Why is the trailer oddly quiet? That’s the sweet absence of Rascal Flatts’ cover of “Life is a Highway,” the living, breathing soul of this ninety-minute family flick, because the Rascals attended a certain inauguration and are thus canceled. And if you’re fine with that, guess what? All you “Highway” apologists hoping for a loophole can go fuck yourselves, because we’re not even calling Shaboozey or country-era Chappell to cover it. If you have any political integrity, you’ll never hear it again.

Instead, how about we reinvigorate the “car-accident country-song” subgenre, and we kill off Lightning McQueen? Yeah, we could do that.

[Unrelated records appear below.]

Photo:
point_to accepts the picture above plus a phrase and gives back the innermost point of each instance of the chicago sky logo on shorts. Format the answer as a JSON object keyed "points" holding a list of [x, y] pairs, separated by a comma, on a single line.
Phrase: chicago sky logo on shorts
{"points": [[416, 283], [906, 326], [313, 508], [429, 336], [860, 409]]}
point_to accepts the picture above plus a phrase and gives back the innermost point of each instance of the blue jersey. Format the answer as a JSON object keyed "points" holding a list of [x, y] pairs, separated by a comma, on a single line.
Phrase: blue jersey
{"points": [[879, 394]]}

We could canonically murder Lightning McQueen, and do so in such a horrific way that it leaves your children mortally disturbed. Then we’ll answer every last one of their questions about where cars go when they die.

When Lightning McQueen’s Mack truck companion says “Thank the Manufacturer!” in the original film, that was cute. That was funny. Well, we could always expand the hell out of that. Seriously, take a second to imagine just how freaky we could make the Creation myth in the world of Cars, and do it in a way that makes you feel spiritually guilty and existential. Then your associates in religion will force you to boycott the movie and force you to retroactively slander Cars, in perpetuity. You’ll even have to swap out your child’s immersive Lightning McQueen twin bed for a far less flattering silhouette, ordered with same-day shipping from Amazon.

Want more? Okay, check it: Because all of your favorite characters were priced out of their idyllic Route 66 town by Airbnbs and boutique hotels, they’ve all been shipped off to some desert Amazon warehouse, shackled in a permanent underclass lining Jeff Bugatti-Bezos’s pockets, and now you’re feeling ethically irresponsible.

Don’t tempt us, we could totally do that.

To everyone’s great discomfort, we could also slap a family of automatic rifle bumper stickers on “Sarge,” and an extremely gay Kingdom Hearts reference on “Luigi.” Then we can toss a freaky Tesla in there and see where it lands on the political spectrum dart board once the picture finally hits the market. Good luck virtue-signal bumper-stickering your way out of Tesla ownership now (without tearing up the paint job).

Maybe we’ll give the working-class cars of Radiator Springs, who haven’t worked in years at the time of Lightning’s arrival, a government bailout or an unrelated xenophobic scapegoat. Or worse, secure them some livable wages, after we hit the ultra-wealthy individuals of McQueen’s dream sponsor, Dinaco Corporation, with some society-healing taxation. Or how about we just depict the cars’ liquid dependency on fossil fuels as a metaphor for extractive military interests in conveniently war-torn regions?

We’re sure that will go over well.

Still not enough? How about we give the cars erectile dysfunction? Screw it, let’s make it a common cultural practice in the Cars universe for them to eat their vehicle-placentas after a forty-month gestation period. Maybe we’ll give everyone in Radiator Springs a Facebook account, and discover what kind of toll the last twenty years of media have taken on their minds. Or maybe we’ll make a special point of indicating that every character in the movie is biologically sexless and is actually just a fucking car with gender-affirming exteriors.

Is that what you want? Because we will FUCKING do it, you mean, trolling motherfuckers.